Guangzhou Institute of Respiratory Disease, Guangzhou, China.
Clin Drug Investig. 2004;24(10):583-92. doi: 10.2165/00044011-200424100-00004.
There is comparatively little information on asthma management in China. A multicentre, randomised, open-label, parallel-group, 6-week treatment study was conducted to evaluate the efficacy and safety of salmeterol/fluticasone propionate combination treatment in Chinese adult asthmatic patients.
398 patients with a documented history of moderate-to-severe asthma were randomised to treatment.
Salmeterol 50mug/fluticasone propionate 100mug twice daily for 6 weeks via Accuhaler((R)) (Diskustrade mark) inhaler and budesonide 400mug twice daily for 6 weeks via Turbuhaler((R)) inhaler.

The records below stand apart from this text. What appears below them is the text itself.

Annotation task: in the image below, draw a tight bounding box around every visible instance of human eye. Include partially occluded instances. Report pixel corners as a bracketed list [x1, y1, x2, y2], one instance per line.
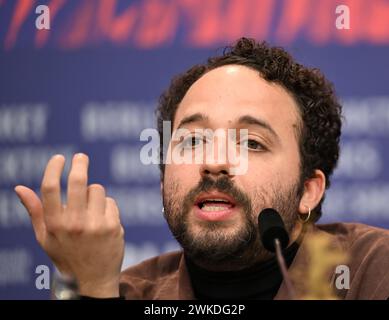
[240, 138, 266, 151]
[180, 135, 204, 149]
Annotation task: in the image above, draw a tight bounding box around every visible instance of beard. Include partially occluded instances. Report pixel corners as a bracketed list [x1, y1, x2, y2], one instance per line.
[163, 176, 303, 271]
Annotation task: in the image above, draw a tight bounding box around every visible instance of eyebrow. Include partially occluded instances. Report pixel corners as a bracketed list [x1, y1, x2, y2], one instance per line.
[177, 113, 209, 129]
[177, 113, 280, 141]
[238, 115, 280, 140]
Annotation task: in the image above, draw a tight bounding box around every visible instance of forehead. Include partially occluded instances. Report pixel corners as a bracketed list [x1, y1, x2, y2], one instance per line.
[173, 65, 300, 134]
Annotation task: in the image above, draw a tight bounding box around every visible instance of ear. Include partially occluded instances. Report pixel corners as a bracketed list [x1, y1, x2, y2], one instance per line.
[299, 170, 326, 214]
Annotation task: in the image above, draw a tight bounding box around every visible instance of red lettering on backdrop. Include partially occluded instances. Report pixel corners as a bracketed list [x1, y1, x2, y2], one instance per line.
[97, 0, 139, 43]
[180, 0, 223, 47]
[246, 0, 276, 40]
[364, 0, 389, 44]
[0, 0, 389, 50]
[134, 0, 178, 49]
[334, 0, 364, 45]
[4, 0, 35, 50]
[35, 0, 66, 48]
[276, 0, 314, 44]
[59, 1, 97, 49]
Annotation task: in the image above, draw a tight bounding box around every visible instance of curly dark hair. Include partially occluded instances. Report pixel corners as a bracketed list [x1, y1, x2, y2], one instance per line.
[156, 38, 342, 221]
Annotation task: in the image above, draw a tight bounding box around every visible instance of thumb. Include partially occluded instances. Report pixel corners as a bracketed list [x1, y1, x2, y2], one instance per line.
[14, 186, 46, 240]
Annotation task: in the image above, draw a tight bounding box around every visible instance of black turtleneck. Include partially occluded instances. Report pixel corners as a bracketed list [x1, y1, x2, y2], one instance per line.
[185, 242, 299, 300]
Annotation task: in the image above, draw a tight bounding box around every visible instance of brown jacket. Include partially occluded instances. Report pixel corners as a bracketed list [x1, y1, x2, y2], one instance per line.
[120, 223, 389, 300]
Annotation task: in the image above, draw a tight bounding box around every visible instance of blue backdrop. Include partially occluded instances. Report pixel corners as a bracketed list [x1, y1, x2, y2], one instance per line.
[0, 0, 389, 299]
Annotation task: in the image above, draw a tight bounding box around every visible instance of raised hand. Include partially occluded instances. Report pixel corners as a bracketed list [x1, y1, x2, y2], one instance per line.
[15, 153, 124, 297]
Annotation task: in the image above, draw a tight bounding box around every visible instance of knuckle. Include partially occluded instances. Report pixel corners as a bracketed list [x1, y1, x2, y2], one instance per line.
[64, 221, 85, 236]
[46, 219, 62, 234]
[41, 182, 59, 194]
[88, 183, 105, 192]
[70, 173, 88, 184]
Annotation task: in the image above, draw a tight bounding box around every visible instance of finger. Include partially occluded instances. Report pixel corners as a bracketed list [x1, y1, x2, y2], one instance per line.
[88, 184, 106, 215]
[105, 197, 120, 222]
[105, 197, 124, 237]
[15, 186, 46, 240]
[41, 154, 65, 217]
[67, 153, 89, 213]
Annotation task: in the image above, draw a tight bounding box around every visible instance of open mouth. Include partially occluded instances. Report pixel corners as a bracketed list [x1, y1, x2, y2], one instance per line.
[195, 192, 236, 221]
[197, 198, 234, 211]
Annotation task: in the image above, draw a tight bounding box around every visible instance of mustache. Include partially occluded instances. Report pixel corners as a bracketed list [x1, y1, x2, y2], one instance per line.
[184, 176, 251, 212]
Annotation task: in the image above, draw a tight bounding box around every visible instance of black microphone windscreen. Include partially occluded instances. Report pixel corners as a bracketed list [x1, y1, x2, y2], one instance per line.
[258, 208, 289, 252]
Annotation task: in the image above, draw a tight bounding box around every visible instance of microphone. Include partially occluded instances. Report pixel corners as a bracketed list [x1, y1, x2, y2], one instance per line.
[258, 208, 296, 300]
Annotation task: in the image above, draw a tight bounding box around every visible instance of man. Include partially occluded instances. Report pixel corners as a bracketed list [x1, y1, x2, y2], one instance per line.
[15, 38, 389, 299]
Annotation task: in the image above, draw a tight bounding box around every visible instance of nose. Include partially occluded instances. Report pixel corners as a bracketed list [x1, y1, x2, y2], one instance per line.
[200, 163, 230, 179]
[200, 137, 233, 179]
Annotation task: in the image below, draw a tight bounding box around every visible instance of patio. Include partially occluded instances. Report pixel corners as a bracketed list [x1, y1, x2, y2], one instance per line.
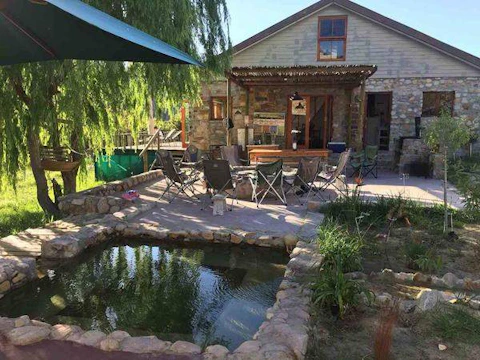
[125, 172, 463, 238]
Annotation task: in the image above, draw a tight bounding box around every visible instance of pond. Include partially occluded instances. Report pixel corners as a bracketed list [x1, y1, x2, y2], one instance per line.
[0, 241, 288, 350]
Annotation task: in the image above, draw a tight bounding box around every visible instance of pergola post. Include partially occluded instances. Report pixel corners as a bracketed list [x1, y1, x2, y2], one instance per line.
[355, 78, 366, 151]
[225, 77, 233, 146]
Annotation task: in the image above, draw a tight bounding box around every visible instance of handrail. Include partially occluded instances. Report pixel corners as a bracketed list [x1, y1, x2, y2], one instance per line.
[138, 129, 162, 157]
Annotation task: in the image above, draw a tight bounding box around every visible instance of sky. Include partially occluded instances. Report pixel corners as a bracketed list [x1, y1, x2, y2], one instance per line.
[227, 0, 480, 57]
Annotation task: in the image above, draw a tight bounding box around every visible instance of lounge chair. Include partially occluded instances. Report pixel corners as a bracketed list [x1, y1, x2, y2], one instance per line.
[318, 149, 351, 200]
[157, 150, 200, 203]
[202, 160, 237, 211]
[250, 159, 287, 208]
[284, 158, 322, 205]
[220, 145, 255, 171]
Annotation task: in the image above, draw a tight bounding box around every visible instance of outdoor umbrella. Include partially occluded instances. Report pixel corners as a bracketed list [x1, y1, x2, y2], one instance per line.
[0, 0, 201, 65]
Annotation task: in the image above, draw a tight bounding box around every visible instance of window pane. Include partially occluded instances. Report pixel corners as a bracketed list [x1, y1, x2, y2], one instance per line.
[211, 98, 226, 120]
[320, 19, 333, 37]
[332, 40, 345, 59]
[422, 91, 455, 117]
[333, 19, 345, 36]
[320, 41, 332, 59]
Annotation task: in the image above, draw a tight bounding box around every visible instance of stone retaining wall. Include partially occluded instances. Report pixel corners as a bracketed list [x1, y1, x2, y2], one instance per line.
[0, 256, 37, 299]
[58, 170, 162, 215]
[0, 236, 323, 360]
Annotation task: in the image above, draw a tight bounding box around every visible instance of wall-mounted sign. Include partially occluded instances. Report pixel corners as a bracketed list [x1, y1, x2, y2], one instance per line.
[253, 112, 285, 126]
[292, 100, 307, 115]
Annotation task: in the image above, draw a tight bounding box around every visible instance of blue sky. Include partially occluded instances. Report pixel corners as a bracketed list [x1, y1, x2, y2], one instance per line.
[227, 0, 480, 57]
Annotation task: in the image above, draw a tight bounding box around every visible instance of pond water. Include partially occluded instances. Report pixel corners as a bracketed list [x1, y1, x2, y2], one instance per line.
[0, 241, 288, 349]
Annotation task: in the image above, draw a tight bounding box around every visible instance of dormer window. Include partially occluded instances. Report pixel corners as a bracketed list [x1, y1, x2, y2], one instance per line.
[318, 16, 347, 61]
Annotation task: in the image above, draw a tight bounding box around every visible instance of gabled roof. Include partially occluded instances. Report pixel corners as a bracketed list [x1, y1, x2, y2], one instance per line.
[233, 0, 480, 69]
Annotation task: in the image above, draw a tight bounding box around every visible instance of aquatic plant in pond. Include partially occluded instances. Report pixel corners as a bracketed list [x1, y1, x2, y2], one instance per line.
[0, 240, 288, 349]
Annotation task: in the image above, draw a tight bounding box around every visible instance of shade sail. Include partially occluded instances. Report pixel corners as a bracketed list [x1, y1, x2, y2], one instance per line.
[0, 0, 201, 65]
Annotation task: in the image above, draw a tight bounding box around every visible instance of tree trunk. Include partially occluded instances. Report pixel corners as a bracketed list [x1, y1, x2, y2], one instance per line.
[62, 129, 82, 195]
[27, 128, 60, 217]
[443, 147, 448, 234]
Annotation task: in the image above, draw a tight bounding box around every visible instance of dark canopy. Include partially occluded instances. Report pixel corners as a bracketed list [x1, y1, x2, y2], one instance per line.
[0, 0, 201, 65]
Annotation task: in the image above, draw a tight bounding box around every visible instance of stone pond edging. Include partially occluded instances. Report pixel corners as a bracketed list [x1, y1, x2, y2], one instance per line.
[0, 256, 37, 299]
[0, 240, 323, 360]
[58, 170, 163, 215]
[346, 269, 480, 312]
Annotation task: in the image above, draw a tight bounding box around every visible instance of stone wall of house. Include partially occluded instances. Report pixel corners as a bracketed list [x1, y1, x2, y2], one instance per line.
[190, 81, 351, 150]
[191, 77, 480, 177]
[366, 78, 480, 155]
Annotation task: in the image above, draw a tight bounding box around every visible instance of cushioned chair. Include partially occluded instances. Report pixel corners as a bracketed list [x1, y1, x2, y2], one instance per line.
[250, 159, 287, 207]
[202, 160, 237, 211]
[157, 150, 199, 203]
[284, 158, 322, 205]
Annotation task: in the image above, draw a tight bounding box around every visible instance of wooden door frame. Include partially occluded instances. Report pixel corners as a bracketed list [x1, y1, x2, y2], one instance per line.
[285, 94, 334, 149]
[363, 91, 393, 147]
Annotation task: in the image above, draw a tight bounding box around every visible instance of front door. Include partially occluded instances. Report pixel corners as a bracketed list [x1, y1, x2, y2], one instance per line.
[286, 96, 332, 149]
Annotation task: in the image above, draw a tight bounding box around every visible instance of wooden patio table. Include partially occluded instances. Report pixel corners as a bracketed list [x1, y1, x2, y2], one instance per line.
[249, 149, 330, 165]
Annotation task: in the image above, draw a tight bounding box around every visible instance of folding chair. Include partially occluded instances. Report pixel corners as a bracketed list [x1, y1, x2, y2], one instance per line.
[202, 160, 238, 211]
[318, 149, 351, 200]
[284, 158, 322, 205]
[157, 150, 199, 203]
[250, 159, 287, 208]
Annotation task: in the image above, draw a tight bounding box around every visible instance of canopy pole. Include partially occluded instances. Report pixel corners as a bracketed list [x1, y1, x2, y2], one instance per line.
[225, 77, 233, 146]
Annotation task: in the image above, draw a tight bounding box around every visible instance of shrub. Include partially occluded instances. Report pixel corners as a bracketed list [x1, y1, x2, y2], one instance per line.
[404, 241, 443, 272]
[312, 257, 372, 319]
[317, 219, 363, 272]
[431, 305, 480, 344]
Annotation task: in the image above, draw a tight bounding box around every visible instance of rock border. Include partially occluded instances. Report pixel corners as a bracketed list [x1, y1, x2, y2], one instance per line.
[0, 240, 323, 360]
[346, 269, 480, 292]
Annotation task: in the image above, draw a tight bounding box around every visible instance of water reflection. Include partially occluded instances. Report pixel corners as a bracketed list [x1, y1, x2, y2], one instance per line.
[0, 243, 288, 349]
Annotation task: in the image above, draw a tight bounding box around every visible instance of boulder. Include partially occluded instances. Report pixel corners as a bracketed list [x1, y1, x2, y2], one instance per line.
[15, 315, 30, 327]
[442, 273, 459, 289]
[50, 324, 83, 340]
[7, 325, 50, 346]
[416, 289, 442, 311]
[234, 340, 262, 353]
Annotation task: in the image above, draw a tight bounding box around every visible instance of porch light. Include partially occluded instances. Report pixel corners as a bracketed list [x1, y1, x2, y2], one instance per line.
[290, 91, 305, 101]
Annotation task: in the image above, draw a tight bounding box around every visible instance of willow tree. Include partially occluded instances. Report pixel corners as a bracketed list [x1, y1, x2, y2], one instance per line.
[0, 0, 231, 216]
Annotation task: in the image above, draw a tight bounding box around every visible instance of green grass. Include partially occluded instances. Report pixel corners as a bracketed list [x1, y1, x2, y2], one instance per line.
[321, 196, 467, 233]
[431, 306, 480, 345]
[0, 167, 101, 237]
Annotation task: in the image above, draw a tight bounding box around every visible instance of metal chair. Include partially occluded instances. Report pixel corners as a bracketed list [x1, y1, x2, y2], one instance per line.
[220, 145, 248, 167]
[250, 159, 287, 208]
[202, 160, 238, 211]
[318, 149, 351, 200]
[157, 150, 199, 203]
[284, 158, 322, 205]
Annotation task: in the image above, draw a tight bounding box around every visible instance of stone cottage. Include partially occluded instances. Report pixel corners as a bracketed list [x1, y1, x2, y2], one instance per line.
[188, 0, 480, 173]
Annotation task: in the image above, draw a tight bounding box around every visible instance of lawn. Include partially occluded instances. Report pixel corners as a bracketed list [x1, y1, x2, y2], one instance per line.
[0, 166, 101, 237]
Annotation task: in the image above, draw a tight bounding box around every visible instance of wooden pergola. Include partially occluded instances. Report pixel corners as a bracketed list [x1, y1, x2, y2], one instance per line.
[226, 65, 377, 149]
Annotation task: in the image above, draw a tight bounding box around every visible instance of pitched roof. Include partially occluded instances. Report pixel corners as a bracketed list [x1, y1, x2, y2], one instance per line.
[233, 0, 480, 69]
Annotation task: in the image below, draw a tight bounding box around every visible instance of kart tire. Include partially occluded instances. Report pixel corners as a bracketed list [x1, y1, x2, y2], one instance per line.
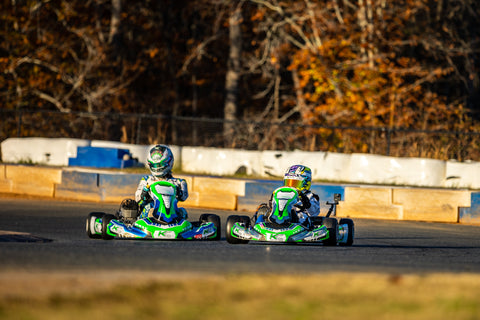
[323, 217, 338, 246]
[199, 213, 222, 240]
[225, 215, 250, 244]
[310, 216, 323, 227]
[102, 214, 115, 240]
[85, 212, 105, 239]
[339, 218, 355, 246]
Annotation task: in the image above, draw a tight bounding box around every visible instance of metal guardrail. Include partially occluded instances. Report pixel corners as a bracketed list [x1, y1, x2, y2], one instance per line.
[0, 109, 480, 161]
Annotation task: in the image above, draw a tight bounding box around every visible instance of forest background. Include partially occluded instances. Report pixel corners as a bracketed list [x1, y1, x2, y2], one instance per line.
[0, 0, 480, 161]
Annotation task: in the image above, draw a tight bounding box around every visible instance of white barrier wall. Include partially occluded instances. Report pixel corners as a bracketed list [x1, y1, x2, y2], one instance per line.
[181, 147, 262, 176]
[92, 140, 182, 170]
[347, 154, 446, 187]
[445, 161, 480, 189]
[1, 138, 480, 189]
[2, 138, 90, 166]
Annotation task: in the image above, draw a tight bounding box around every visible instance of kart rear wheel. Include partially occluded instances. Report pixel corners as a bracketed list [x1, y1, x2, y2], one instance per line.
[339, 218, 355, 246]
[102, 214, 115, 240]
[85, 212, 105, 239]
[322, 217, 338, 246]
[225, 215, 250, 244]
[199, 213, 222, 240]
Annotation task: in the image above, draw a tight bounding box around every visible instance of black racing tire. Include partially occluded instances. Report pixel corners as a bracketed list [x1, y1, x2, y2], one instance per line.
[339, 218, 355, 246]
[85, 212, 105, 239]
[199, 213, 222, 240]
[102, 214, 115, 240]
[323, 217, 338, 246]
[310, 216, 324, 227]
[225, 215, 250, 244]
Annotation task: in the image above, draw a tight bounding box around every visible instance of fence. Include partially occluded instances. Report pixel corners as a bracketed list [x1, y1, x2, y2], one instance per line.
[0, 110, 480, 161]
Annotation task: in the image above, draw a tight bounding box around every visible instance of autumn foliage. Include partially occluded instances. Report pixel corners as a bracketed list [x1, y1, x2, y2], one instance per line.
[0, 0, 480, 160]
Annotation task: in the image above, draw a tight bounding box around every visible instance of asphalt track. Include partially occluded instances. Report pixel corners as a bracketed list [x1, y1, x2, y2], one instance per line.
[0, 197, 480, 274]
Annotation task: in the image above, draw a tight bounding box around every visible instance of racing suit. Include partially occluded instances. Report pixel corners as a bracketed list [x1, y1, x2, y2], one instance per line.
[295, 190, 320, 223]
[266, 190, 320, 224]
[135, 174, 188, 219]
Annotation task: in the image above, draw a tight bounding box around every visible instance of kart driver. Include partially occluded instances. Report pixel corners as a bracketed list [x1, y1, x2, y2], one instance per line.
[283, 165, 320, 223]
[135, 144, 188, 219]
[257, 165, 320, 225]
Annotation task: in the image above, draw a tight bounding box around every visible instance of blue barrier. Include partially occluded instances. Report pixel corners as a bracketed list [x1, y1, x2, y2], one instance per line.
[68, 146, 137, 169]
[458, 192, 480, 223]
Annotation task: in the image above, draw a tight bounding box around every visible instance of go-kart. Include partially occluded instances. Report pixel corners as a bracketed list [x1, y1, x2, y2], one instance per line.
[226, 187, 355, 246]
[86, 181, 221, 240]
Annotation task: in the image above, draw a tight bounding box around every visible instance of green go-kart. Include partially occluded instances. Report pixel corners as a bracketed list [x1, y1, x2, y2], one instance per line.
[86, 181, 221, 240]
[225, 187, 355, 246]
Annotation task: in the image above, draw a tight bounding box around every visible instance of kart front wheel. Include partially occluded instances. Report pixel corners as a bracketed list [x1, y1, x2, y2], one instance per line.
[339, 218, 355, 246]
[102, 214, 115, 240]
[200, 213, 222, 240]
[85, 212, 105, 239]
[225, 215, 250, 244]
[322, 217, 338, 246]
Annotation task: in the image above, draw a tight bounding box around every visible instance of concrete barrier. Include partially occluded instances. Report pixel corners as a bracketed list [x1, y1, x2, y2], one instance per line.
[1, 138, 480, 190]
[337, 187, 403, 220]
[0, 165, 480, 224]
[445, 161, 480, 189]
[5, 165, 62, 198]
[1, 138, 90, 166]
[393, 188, 471, 222]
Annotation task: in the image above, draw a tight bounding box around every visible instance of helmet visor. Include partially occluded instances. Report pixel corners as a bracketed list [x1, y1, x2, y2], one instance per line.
[283, 177, 303, 190]
[150, 162, 167, 173]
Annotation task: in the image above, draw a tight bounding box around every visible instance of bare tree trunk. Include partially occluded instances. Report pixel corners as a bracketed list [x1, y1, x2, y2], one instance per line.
[223, 5, 242, 147]
[108, 0, 122, 45]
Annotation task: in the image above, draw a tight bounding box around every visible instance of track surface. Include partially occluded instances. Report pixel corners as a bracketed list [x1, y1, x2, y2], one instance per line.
[0, 197, 480, 274]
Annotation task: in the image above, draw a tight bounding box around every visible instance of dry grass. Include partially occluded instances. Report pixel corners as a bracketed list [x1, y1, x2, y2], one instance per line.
[0, 270, 480, 320]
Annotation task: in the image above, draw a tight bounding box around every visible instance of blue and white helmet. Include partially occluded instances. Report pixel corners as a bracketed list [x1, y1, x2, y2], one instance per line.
[283, 165, 312, 191]
[146, 144, 173, 178]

Morning peak expiratory flow (PEF) was investigated as the primary efficacy endpoint; evening PEF, use of salbutamol (albuterol) as rescue medication, and day- and night-time asthma symptom scores were secondary efficacy endpoints. Safety was assessed according to adverse events recorded. Over the 6-week treatment period, salmeterol/fluticasone propionate led to a significantly greater increase in morning (p < 0.0001) and evening (p = 0.0066) PEF compared with budesonide. Moreover, the significant benefit of salmeterol/fluticasone propionate was evident from the first week. Similarly, salmeterol/fluticasone propionate led to significantly greater improvements in the use of rescue medication and day- and night-time asthma symptom scores, compared with budesonide. Both treatments were well tolerated, with a similar incidence (23%) of adverse events in both treatment groups and no serious adverse events.
Salmeterol/fluticasone propionate 50mug /100mug twice daily was significantly more effective than budesonide 400mug twice daily in improving lung function and reducing symptoms and use of rescue medication in Chinese asthmatic patients who were poorly controlled on low-dose inhaled corticosteroids. This confirms the findings of superior efficacy of this combination product over budesonide in other populations.
中国关于哮喘管理的信息相对较少。一项多中心、随机、开放标签、平行组、为期 6 周的治疗研究评估了沙美特罗/丙酸氟替卡松联合治疗在中国成年哮喘患者中的疗效和安全性。
398 例有记录的中重度哮喘病史的患者被随机分组进行治疗。
沙美特罗 50μg/丙酸氟替卡松 100μg,每日 2 次,通过 Accuhaler((R))(Diskustrade 商标)吸入器;布地奈德 400μg,每日 2 次,通过 Turbuhaler((R))吸入器。
晨峰呼气流量(PEF)作为主要疗效终点进行研究;晚 PEF、沙丁胺醇(特布他林)的使用作为抢救药物,以及白天和夜间哮喘症状评分作为次要疗效终点。根据记录的不良事件评估安全性。在 6 周的治疗期间,与布地奈德相比,沙美特罗/丙酸氟替卡松显著增加了晨峰(p < 0.0001)和晚峰(p = 0.0066)PEF。此外,从第一周开始,沙美特罗/丙酸氟替卡松的显著益处就显现出来。同样,与布地奈德相比,沙美特罗/丙酸氟替卡松显著改善了抢救药物的使用以及白天和夜间的哮喘症状评分。两种治疗方法均耐受良好,两组治疗的不良事件发生率相似(23%),且无严重不良事件。
与布地奈德相比,沙美特罗/丙酸氟替卡松 50μg/100μg,每日 2 次,显著改善了中国低剂量吸入皮质激素控制不佳的哮喘患者的肺功能,减少了症状和抢救药物的使用。这证实了该联合产品在其他人群中的疗效优于布地奈德。